Perkins-Elmer, the Hughes Aircraft Co. subsidiary that manufactured the nearsighted Hubble Space Telescope mirror, has agreed to pay the government part of the cost of repairing the faulty spacecraft. The Justice Department has reached a $25 million settlement that a NASA official called "fair and reasonable."
That judgment may be premature. It will cost the government about $150 million to fix the Hubble telescope now that it's already in orbit, a figure that doesn't even include the cost of the shuttle repair mission itself or any unforeseen problems.
The $2 billion Hubble telescope was launched in April 1990. Two months later, scientists at the Space Telescope Science Institute at the Johns Hopkins University in Baltimore discovered that the primary mirror was incorrectly formed, rendering the telescope unable to see faint objects or pick out individual stars in densely packed star clusters.

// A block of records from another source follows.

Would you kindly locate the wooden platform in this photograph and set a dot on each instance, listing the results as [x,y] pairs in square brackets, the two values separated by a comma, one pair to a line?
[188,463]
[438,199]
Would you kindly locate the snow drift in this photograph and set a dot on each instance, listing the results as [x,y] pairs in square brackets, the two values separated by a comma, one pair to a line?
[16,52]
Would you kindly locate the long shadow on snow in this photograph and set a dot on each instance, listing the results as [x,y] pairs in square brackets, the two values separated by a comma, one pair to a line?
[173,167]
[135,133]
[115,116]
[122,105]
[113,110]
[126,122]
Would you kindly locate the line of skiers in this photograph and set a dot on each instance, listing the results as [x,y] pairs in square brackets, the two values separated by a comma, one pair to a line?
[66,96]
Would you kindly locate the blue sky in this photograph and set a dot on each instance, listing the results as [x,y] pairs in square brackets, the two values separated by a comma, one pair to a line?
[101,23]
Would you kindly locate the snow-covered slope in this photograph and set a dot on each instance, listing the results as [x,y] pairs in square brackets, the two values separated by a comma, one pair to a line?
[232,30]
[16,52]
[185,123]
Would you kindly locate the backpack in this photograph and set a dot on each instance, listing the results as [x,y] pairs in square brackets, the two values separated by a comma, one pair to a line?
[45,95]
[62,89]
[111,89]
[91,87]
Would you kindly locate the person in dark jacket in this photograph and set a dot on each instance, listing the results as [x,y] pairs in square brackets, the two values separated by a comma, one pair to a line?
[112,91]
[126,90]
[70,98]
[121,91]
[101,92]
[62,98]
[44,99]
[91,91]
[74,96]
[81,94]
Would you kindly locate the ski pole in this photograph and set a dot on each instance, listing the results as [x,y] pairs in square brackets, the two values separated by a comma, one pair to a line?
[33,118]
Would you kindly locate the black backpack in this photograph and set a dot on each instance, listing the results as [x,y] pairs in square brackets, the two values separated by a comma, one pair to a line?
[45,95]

The flaw necessitated a complicated rescheduling of planned observing projects. And it left NASA officials scrambling to answer the obvious question: Why wasn't the problem detected earlier, during extensive tests carried out by the company that manufactured the mirror?
Last year federal officials uncovered evidence that Perkins-Elmer should have known that the mirror was defective and that company officials may have tried to conceal clues of the flaw by passing on doctored test data to NASA. Investigators discovered the company altered standard test procedures and discounted or ignored results indicating the mirror contained spherical aberration, a form of distortion that results in smeared images.
Potentially the most serious allegation was that the company cut off a portion of one test report sent to NASA to make it appear that the mirror met specifications. The cut-off portion clearly revealed the mirror had significant flaws.
A $25 million settlement is a pittance compared to the overall cost of the repair bill footed by NASA. Even under the best-case scenario for the repair mission scheduled for December, it would appear that Perkins-Elmer is getting off lightly. Meanwhile, NASA has learned a very expensive lesson from this episode.